Admit rate drops to 7.2 percent

Following the release of admission decisions last Friday, 2,300 applicants will have the opportunity to call themselves members of the Stanford Class of 2014 this coming fall.

Over the last several years, record numbers have marked Stanford’s admission season. The University has again set a record by accepting only 7.2 percent of this year’s applicant pool out of more than 32,000 students.

The number of applicants also jumped from the approximate 30,000 applications received for the Class of 2013. Stanford admitted 2,427 students in 2009, including 127 applicants from the waitlist.

An anticipated 20 transfer students will also be accepted this year and 998 students were waitlisted.

The number of early action applicants rose 3.8 percent to 5,566 applicants, and the projected size of next year’s freshman class is around 1,700 students.

Admission decisions were released six days ahead of schedule to “alleviate anxiety,” according to Director of Admission Shawn Abbott. Just three percent of applicants were given a spot on the waitlist.
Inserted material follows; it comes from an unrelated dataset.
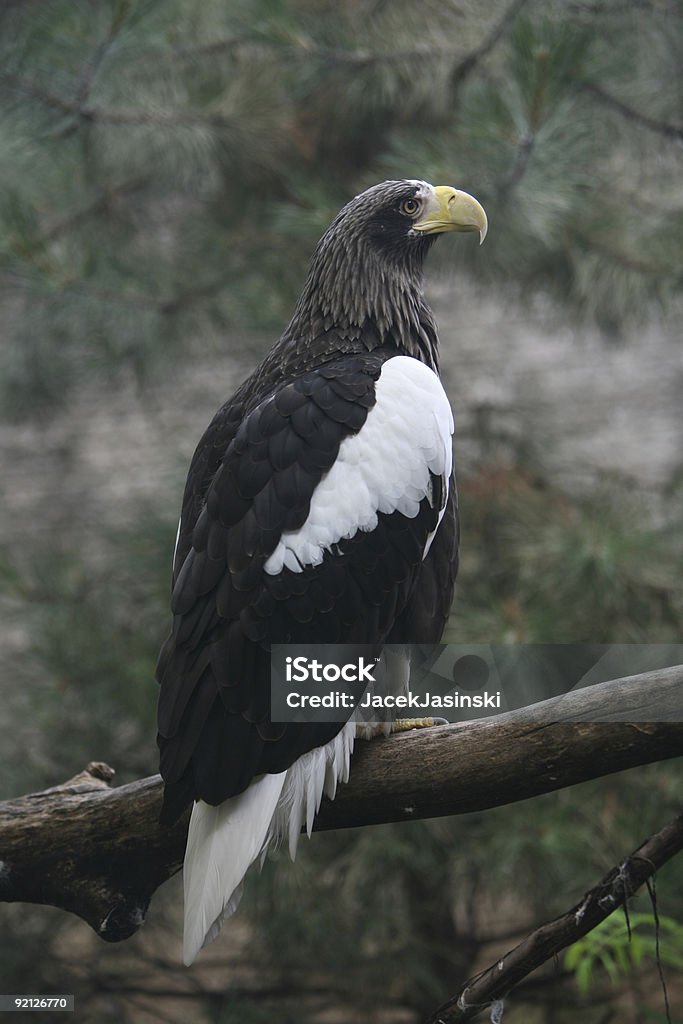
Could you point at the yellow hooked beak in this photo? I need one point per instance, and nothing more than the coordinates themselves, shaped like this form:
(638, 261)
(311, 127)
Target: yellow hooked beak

Abbott said that dropping to a 7.2 percent admit rate makes “admission more competitive than ever before.”

To deal with the rise in applications, reading was divided between 24 admission officers and part-time hours were raised to 30 hours per week from 20. According to Abbott, the online system greatly expedited the processing of applications, meaning that applications could be read immediately after the submission deadline.

“We still move through each application the same way, reading all parts and providing a thorough, holistic review,” wrote Abbott in an e-mail to The Daily in February. “Every application is still read by a human being and there is no pre-screening done for any part of the applicant pool.”

Harvard, Princeton and the University of Chicago also saw a rise in applicant numbers, with Princeton seeing a 19-percent increase from just last year. These universities will release their admission decisions on April 1st.

The nationwide influx is largely attributed to lower acceptance rates driving students to apply to more schools to better their odds of acceptance. Last year, Stanford was ranked the third most selective university in the nation behind Harvard and Yale, both of which also accepted seven percent of applicants last year.

Spencer Nelson, one of 753 students accepted from the early action pool in December, accepted his admission offer last week. Initially he planned on applying to Dartmouth early, but said that Stanford’s early action program, which is non-binding and a much shorter wait, was “much more attractive.”

“It was awful waiting to hear,” he said. “I would walk around thinking, ‘Five more days, five more days.’”

And when the early action decisions were released ahead of schedule, Nelson said, “it was a great relief.”

“Waiting to hear the decision was like walking on hot coals,” he said. “And I was pretty sure that if I got in I would want to go.”

“I imagine that for the kids who didn’t get in, hearing before the promised date would have been awful, but waiting really sucks,” Nelson said.

Accepted students have until May 1 to accept or reject their offer.

Daniel Khalessi contributed to this report

  • observer

    I doubt that admissions notices were sent a week ahead of the normal April 1 date (to which most top schools – including Harvard, Yale and Princeton adhere) in order to “relieve anxiety.”

    Far more likely, the goal was to give common admits their “first kiss” – raising the liklihood that that they will choose Stanford over its rivals. This is just another variation on the “likely letter” initiative, under which roughly 20% of the regular admits were unofficially notified weeks ago. Its all about yield rate enhancement.

  • likely letters

    Only 1% of applicants were notified by likely letters according to an article also published today.

  • observer

    “1% of the applicants” means 320 people. 2,300 total admits minus 753 early admits means 1,1547 regular admits.

    20% of those regular admits amounts to 309 people.

    Thus, about 21% of the regular admits got “likely letters,” Likely letters are not sent to early admits, for whom the turn-around time is short after their application and who are not facing a pending offer from a competitor.

    In addition, of course, there are the recruited athletes (many scores of them) who are committed to attend by virtue of a so-called “letter of intent” issued months earlier.

    When, finally, you consider that about 85% of the 753 early admits have had 90 days to be romanced exclusively by Stanford are likely to enroll, it is easy see why the yield rate has risen in the last few years.